Foreign aid is good, but foreign investment is better
Foreign investment is rightly viewed as generous rich nations helping poor ones cope with disasters. For example, donating food to war-torn or drought-stricken African nations to prevent mass starvation. But beyond that, not many people are aware that aid is a foreign policy as well as a humanitarian posture.
First, foreign aid is exactly what the term suggests: rich countries donating goods and services to less developed nations. The second aspect, which is perhaps less understood, is that foreign aid does not involve cash transfer payments. For example, when a rich nation donates US$100 million of food to an impoverished African country, it does not send cash, but ships that amount of agricultural products it has purchased from its domestic farmers.
Contrary to what the label suggests, foreign aid is not free; it comes with “strings”- economic, political and ideological – attached. US foreign aid, for example, is given only if the recipient country adheres to its “universal” values of human rights or democracy, opens its market to US goods and services, gives Washington the right to establish military bases, and meets other conditions that favor America. Chinese foreign aid, such as helping to build roads and railways, to Africa in the 1950s was aimed at gaining their support for replacing Taiwan at the United Nations as the sole representative of China.
Foreign aid: an economics and foreign policy vehicle
Foreign aid is a powerful and effective economics and foreign policy architecture in that it expands influence abroad, helps poor nations to reduce poverty, and spurs economic growth at home. Giving surplus food to countries facing starvation has gained the donor countries considerable goodwill, while at the same time sustaining agricultural production at home. The earned goodwill becomes “priceless” when donor nations “ask” for favors (i.e. open up markets for our goods and services) from the recipient nations.
To that end, it could be argued that foreign aid is a “mixed blessing” for the recipients but highly beneficial for the donors.
But “giving” people “fish” rather than teaching them “how to fish” may not help or encourage development. Indeed, a major reason why Sub-Saharan Africa remains dependent on foreign food aid is because not too many, if any, donor nations are willing to provide the resources and technology to turn dessert or harsh terrain into farmland.
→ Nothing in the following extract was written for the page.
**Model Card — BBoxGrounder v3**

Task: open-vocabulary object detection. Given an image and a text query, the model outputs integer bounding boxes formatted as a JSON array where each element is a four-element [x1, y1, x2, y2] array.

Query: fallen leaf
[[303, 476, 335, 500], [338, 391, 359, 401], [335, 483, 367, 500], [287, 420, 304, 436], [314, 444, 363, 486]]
The lack of technical and financial assistance needed to help poor countries develop extends to the manufacturing and services sectors. Instead of investing in underdeveloped countries to build factories and training the local population to make goods, rich and developing nations donate clothing and other consumer goods.
In order to receive more aid, poor countries may encounter an infringement on sovereignty.
Furthermore, the “donation” comes with a price, often more expensive than actually buying the goods and services. In order to receive more aid, poor countries may encounter an infringement on sovereignty, in that they might be prevented from implementing policies that are in the national interest. For example, the Philippines was promised military aid by the US and Japan if the former agreed to side with the latter in containing China in the South China Sea. However, Rodrigo Duterte, the Philippines president, found the US/Japanese aid “too costly,” prompting him to reject the international Court of Permanent Arbitration ruling in favor of bilateral negotiations for settling territorial disputes. This allowed his government to access Chinese investment to develop the Philippines economy.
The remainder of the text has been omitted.